Topic 3

Defi: What's the use?

Introduction

We have covered how Decentralized Finance differs from Traditional Finance and the history of DeFi, and you may be thinking “What’s the use?”

The use is where DeFi and TradFi overlap. They have similar use cases, including borrowing, lending, trading, buying insurance and derivatives, and creating a savings account.

Asset Management

Many DeFi projects offer users a platform to manage their assets, like buying, selling, and trading crypto. With smart contracts, you control your assets and hold your private keys rather than the platform holding them. Everything in DeFi is recorded on a public ledger so everyone can see the transaction receipt, and each person’s ID is tied to a long address composed of numbers and letters.

Lending

DeFi lending is similar to TradFi lending, except you’re lending directly to someone rather than through a bank. Lenders can earn higher interest on the amounts they lend than a bank would offer. Lending allows users to borrow funds using their cryptocurrency as collateral. Here’s an example of a way to lend money using the DeFi protocol Compound:

You lend your 100 USDT stablecoin to the lending protocol Compound.
You receive 100 cTokens which is a token that represents your loaned USDT.
Your cTokens will increase based on the interest rates. Based on the APR, your wallet balance will read something like 100.2345 after a few days or even hours!
Lending in DeFi has also become a means of earning interest on savings for many.

 

Borrowing

DeFi allows for peer-to-peer borrowing, so there’s no middleman between you and the lender, and you can borrow with privacy. Borrowing has never been so seamless, with only the need for collateral to move forward with a transaction rather than surrendering your personal information with no guarantee you will get approved. To borrow, you have to put up an amount of collateral higher than the amount you intend to borrow. At first glance, this may sound absurd, but the benefits are the assets may be primed to increase in value in the future, you may be able to avoid paying capital gains tax, and funds borrowed on certain platforms can increase leverage on certain trading positions.

 

Is there a cap on how much I can borrow?
Yes there is a cap and it depends on how much liquidity is in the pool you’re borrowing from and how much collateral you put up.

What is pool-based borrowing?
Pool-based where lenders provide funds (liquidity) to a pool, and borrowers can borrow from that pool.

 

Trading

Trading in DeFi happens primarily on decentralized exchanges.
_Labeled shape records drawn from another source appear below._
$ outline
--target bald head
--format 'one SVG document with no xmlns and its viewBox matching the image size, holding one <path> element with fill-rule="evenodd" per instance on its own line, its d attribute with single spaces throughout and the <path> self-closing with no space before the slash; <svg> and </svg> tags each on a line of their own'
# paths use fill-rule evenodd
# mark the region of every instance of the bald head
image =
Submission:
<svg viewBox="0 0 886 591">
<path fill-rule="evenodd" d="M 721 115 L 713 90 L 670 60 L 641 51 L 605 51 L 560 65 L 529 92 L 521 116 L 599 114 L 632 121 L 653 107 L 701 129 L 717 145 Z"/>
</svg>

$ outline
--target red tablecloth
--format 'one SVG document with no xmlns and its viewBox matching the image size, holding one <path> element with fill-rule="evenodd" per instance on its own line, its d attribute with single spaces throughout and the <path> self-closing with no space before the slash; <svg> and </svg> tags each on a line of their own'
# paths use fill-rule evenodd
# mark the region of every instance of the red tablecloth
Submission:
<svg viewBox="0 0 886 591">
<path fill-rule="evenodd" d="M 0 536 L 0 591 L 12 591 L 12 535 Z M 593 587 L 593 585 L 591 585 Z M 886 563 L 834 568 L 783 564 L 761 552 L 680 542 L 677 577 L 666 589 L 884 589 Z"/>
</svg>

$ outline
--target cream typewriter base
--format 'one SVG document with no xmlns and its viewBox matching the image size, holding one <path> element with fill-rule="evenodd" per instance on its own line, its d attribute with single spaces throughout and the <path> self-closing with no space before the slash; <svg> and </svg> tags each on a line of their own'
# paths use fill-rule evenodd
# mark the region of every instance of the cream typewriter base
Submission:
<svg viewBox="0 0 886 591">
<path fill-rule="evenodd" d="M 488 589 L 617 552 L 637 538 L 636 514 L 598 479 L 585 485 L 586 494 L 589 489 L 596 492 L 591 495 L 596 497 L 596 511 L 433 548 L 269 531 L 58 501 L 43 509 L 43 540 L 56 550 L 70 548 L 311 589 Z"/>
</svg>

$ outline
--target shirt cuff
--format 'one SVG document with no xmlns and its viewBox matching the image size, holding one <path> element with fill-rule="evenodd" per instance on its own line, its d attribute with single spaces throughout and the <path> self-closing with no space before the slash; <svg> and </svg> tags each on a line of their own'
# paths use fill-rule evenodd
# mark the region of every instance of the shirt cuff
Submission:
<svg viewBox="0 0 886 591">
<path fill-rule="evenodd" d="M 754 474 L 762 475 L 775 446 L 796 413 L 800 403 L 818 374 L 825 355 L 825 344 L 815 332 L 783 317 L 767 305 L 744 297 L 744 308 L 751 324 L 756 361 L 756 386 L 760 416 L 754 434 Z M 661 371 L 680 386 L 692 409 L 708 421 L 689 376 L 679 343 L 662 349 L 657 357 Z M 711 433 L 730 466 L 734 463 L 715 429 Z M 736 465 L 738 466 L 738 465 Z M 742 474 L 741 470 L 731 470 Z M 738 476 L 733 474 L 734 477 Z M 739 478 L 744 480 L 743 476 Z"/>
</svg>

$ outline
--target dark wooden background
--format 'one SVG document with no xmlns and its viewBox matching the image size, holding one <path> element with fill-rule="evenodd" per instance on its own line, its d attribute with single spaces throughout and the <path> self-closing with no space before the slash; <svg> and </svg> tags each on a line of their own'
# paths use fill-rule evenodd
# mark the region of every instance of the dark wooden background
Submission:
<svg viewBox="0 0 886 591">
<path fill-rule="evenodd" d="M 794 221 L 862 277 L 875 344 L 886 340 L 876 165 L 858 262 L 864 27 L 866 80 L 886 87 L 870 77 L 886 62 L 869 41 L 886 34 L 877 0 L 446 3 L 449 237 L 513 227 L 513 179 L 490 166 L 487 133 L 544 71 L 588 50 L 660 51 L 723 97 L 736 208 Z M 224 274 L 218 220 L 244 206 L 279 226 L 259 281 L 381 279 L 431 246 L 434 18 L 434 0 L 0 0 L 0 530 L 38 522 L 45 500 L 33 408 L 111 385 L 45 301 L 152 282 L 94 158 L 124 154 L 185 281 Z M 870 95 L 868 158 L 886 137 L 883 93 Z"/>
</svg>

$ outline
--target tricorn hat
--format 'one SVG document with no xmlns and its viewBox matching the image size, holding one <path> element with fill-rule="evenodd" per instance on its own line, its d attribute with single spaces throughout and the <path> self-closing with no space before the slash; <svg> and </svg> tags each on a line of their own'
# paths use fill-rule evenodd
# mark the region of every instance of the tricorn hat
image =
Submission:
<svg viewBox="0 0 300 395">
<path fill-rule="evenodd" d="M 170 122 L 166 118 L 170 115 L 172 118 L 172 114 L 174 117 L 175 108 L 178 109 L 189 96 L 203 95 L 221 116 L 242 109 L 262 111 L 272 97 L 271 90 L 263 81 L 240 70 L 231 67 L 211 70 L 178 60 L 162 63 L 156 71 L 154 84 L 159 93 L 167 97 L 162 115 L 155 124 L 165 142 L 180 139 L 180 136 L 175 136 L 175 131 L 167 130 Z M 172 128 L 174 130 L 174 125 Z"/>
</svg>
Decentralized exchanges use open-source code to operate and aren’t owned by a single company. Many people trade swapping services. You can utilize swapping platforms like UniSwap and Sushiswap to engage liquidity pools and swap tokens for stablecoins without paying high gas fees.

 

Derivatives

Derivatives are contracts with value from underlying financial assets, including bonds, commodities, interest rates, market indexes, or fiat currencies. Derivatives allow investors to interact with an asset without holding it. Derivative values change with the value of the primary security.

Insurance

DeFi insurance works like regular insurance because it protects you from losing money on DeFi platforms. DeFi can be risky because it’s still a fairly new technology, so having insurance can help avoid losses.

To Recap
Understanding the use cases for DeFi helps understand the significance of establishing Decentralized Financial platforms in Web3. Creating systems to help users engage with cryptocurrency in a meaningful way through DeFi will increase the likelihood of cryptocurrency adoption.